5 de nov. de 2015

Pare de Acreditar no Governo (Bruno Garschagen)

Título: Pare de Acreditar no Governo - Por que os Brasileiros não Confiam nos Políticos e Amam o Estado
Autor: Bruno Garschagen
Ano: 2015
Edição: 1
Páginas: 322
Idioma: português 
Editora: Record
Sinopse: Uma obra fundamental para o momento que vive o país. Por qual razão nós brasileiros, apesar de não confiarmos nos políticos, a quem dedicamos insultos dos mais criativos e variados, pedimos que o governo intervenha sempre que surgem problemas? Por que vamos para as ruas protestar contra os políticos e ao mesmo tempo pedir mais Estado - como se este não fosse gerido pelos... políticos? Por que odiamos os políticos e amamos o Estado? Por que chegamos à condição de depender do Estado para quase tudo? Bruno Garschagen busca entender como se formou historicamente no Brasil a ideia de que cabe ao governo resolver todos ou a maioria dos problemas sociais, políticos e econômicos. De Dom João VI a Dilma Rousseff, um compromisso inabalável uniu todos os governantes, inclusive aqueles chamados (erradamente, segundo o autor) de liberais ou neoliberais: a preservação do Estado monumental e mesmo o seu crescimento. Por quê? Para responder a esse conjunto de questões, o autor vasculha a história política do Brasil desde que os portugueses aqui chegaram até os dias de hoje. Com texto brilhante, leve, bem-humorado e informativo, recorrendo também às explicações de pensadores brasileiros e portugueses, tece uma espécie de conversa entre os intelectuais que refletiram sobre a cultura política do Brasil para narrar a história de um país cuja formação cultural se confunde com a onipresença da burocracia nacional.

Pare de Acreditar no Governo (Bruno Garschagen)

Terminado em 5 de novembro de 2015.

Que livro maravilhoso, minha gente!

Ele narra toda a história política do Brasil, de João VI ao segundo mandato de Dilma, e explica como surgiu no país a ideia de que o governo é responsável por tudo. Cheio de bom humor, com ótimas tiradas, o livro explica porque nós, apesar de não confiarmos nos políticos, pedimos que o governo intervenha sempre que surgem problemas.
"[...] não confiamos nos políticos, não confiamos nas instituições políticas, não confiamos no governo, mas, ao mesmo tempo, queremos mais Estado. Contraditoriamente, pedimos mais intervenção mesmo sem confiar naqueles que integram o poder estatal. Como se o Brasil vivesse em dois planos na política: o plano da realidade e o plano da impossibilidade, que só existe na imaginação de uma parcela significativa da população que faz questão de se iludir em momentos de necessidade — ou de interesse circunstancial".

"Pare de acreditar no governo" abriu minha cabeça para a ideia que eu tinha de que tudo é obrigação do governo. Não é. Não deveria ser. Nenhuma nação cresce com um Estado-babá.

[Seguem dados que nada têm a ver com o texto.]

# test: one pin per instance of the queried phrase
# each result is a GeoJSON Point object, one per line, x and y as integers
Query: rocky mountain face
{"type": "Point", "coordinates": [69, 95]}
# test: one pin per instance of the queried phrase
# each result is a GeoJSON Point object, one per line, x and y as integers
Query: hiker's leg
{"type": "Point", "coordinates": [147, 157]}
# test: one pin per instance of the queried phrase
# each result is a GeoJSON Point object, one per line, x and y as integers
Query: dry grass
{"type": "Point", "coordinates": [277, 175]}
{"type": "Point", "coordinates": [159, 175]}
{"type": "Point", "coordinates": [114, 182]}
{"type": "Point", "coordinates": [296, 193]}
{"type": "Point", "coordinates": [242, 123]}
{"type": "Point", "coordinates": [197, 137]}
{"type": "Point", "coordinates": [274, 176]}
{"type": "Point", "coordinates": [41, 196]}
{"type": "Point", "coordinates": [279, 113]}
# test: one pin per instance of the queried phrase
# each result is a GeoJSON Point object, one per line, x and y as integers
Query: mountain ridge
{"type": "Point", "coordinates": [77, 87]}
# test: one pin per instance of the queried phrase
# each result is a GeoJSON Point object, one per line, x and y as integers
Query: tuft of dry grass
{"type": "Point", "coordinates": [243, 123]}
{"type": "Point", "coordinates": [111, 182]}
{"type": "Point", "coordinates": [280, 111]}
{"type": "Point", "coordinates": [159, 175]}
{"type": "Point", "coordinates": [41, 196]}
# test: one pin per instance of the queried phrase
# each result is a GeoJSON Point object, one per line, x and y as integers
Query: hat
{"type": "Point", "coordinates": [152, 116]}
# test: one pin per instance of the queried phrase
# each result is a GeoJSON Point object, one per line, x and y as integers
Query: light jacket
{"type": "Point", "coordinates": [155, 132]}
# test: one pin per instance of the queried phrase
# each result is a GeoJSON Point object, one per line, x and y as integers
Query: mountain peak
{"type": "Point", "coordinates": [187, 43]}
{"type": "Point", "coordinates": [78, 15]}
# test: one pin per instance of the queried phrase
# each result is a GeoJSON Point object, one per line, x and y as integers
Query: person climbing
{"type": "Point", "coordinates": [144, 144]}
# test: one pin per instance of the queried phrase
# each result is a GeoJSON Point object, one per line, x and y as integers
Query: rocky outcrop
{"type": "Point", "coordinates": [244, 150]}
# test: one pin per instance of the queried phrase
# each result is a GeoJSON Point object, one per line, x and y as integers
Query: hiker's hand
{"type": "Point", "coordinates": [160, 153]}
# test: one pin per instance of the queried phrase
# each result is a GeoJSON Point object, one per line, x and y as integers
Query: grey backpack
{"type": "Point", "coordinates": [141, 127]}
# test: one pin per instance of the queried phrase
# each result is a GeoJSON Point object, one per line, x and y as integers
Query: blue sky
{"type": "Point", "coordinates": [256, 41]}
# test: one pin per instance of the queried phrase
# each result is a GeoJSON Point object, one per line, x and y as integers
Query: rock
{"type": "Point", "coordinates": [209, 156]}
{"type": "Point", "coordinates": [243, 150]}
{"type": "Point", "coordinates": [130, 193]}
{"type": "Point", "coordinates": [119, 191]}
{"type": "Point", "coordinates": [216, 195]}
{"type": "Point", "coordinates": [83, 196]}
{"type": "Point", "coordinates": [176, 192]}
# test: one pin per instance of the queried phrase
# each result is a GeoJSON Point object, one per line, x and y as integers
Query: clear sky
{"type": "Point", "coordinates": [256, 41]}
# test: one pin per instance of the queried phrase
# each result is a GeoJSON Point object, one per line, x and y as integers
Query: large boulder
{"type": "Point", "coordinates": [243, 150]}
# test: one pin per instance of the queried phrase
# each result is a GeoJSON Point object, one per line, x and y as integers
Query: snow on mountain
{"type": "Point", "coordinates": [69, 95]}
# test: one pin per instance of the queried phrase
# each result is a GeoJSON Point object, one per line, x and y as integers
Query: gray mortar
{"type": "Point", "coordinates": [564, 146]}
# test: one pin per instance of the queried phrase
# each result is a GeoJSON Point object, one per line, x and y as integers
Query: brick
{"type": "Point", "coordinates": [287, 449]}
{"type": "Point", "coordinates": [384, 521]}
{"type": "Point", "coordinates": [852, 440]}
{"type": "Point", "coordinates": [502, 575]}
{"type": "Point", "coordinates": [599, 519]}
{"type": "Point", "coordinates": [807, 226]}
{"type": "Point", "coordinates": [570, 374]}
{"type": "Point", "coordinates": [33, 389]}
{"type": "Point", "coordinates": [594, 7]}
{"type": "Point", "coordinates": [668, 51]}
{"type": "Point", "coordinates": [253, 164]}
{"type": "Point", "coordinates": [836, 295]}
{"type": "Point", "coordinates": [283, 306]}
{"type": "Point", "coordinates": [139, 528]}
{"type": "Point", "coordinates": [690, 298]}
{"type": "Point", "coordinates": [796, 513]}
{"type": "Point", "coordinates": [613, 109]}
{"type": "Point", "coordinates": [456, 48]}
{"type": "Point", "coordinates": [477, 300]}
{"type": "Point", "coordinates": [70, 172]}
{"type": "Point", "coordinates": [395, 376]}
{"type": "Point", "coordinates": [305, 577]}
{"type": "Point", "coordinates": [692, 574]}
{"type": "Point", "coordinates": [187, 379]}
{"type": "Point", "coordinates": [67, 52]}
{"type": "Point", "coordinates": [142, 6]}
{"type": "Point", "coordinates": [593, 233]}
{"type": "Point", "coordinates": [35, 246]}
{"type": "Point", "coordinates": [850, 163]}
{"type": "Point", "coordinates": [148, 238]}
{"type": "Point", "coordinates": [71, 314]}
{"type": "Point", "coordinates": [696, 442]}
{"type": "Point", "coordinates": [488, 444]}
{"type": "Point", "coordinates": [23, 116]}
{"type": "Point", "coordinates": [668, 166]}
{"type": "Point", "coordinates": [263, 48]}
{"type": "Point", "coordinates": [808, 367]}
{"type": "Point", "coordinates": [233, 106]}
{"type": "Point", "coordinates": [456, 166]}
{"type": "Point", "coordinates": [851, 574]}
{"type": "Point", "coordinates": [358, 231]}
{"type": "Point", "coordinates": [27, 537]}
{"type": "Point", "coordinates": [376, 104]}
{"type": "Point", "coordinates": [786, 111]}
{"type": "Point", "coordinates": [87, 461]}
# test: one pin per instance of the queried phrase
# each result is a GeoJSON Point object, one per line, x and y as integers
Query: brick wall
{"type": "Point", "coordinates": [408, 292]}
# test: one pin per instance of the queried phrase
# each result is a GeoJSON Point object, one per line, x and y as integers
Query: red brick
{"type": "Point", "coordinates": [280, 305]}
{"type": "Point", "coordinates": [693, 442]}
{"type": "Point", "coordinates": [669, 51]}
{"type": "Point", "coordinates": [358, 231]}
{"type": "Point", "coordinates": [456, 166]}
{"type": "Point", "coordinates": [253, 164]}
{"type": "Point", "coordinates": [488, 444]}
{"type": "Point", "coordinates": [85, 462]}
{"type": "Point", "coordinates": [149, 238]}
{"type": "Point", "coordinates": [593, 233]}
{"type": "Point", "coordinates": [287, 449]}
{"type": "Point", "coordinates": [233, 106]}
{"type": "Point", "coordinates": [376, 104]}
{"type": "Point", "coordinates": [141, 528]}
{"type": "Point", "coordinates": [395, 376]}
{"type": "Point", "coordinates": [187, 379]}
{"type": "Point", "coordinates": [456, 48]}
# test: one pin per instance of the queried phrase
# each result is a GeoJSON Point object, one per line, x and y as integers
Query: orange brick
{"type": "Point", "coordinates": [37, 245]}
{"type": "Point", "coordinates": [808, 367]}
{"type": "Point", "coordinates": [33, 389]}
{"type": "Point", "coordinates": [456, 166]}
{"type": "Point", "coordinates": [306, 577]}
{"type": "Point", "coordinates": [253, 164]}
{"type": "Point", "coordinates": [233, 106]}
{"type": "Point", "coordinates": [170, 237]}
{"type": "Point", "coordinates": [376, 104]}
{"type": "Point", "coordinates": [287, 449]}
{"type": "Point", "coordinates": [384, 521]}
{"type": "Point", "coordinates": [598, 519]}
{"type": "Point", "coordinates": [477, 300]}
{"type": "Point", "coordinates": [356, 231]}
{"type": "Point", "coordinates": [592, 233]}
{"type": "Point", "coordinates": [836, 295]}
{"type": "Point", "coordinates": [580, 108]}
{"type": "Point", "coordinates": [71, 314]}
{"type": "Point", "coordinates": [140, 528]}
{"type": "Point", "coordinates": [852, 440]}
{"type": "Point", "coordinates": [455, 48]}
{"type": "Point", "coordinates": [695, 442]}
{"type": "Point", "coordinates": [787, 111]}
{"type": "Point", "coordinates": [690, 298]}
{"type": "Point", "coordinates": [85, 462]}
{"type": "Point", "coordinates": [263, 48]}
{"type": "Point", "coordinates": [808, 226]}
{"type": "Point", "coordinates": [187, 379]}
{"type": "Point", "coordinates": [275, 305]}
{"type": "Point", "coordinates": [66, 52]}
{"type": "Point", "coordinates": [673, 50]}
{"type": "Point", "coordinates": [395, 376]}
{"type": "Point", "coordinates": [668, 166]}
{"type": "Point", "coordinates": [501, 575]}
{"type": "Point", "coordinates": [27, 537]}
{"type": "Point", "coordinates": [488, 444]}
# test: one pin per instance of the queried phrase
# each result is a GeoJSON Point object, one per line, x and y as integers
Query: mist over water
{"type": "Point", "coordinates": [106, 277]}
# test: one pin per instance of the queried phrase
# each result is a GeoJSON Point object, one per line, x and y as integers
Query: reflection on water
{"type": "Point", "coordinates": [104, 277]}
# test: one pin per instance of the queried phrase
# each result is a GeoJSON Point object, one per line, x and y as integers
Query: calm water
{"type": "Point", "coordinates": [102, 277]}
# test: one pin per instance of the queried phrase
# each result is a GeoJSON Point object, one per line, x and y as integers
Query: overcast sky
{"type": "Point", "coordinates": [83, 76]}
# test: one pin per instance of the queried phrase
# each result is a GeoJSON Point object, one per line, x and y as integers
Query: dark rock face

Aprendi mais sobre a ditadura militar (e até dá pra compreender os que clamam por sua volta), sobre o governo FHC e sobre as malandragens deslavadas do PT desde sua fundação.

"Dilma foi além e certamente encheu de orgulho seu mentor Lula. Diante dos índices econômicos desoladores, ignorou o que havia prometido e transformou a gestão do país numa aventura fadada ao fracasso. Mas manteve um vigoroso discurso “social”, incitou a luta de classes (inclusive no episódio das vaias na Copa do Mundo de futebol) e transferiu as responsabilidades dos insucessos de seu governo para as maléficas elites brancas. Dilma, como sabido, é preta e pobre". (Hahahahah)

Sobre a educação nas mãos do governo, a doutrinação é inevitável. "[...] de nada adianta seguirmos a sugestão da Pesquisa Social Brasileira, de que, para mudar a mentalidade estatista, será preciso escolarizar a população, se antes não tomarmos as rédeas da educação de nossos filhos em vez de entregá-las a professores cuja cabeça foi formada pelo Estado na universidade controlada pelo governo, que define inclusive o currículo. Isso inclui estar atento para impedir que os militantes disfarçados de professores continuem a doutrinar os estudantes dos ensinos fundamental, médio e universitário".

O livro mudou algumas ideias que eu tinha e foi uma grande aula de História. Acho que eu não marcava um livro como marquei este desde a época da faculdade. Bom demais, super recomendo!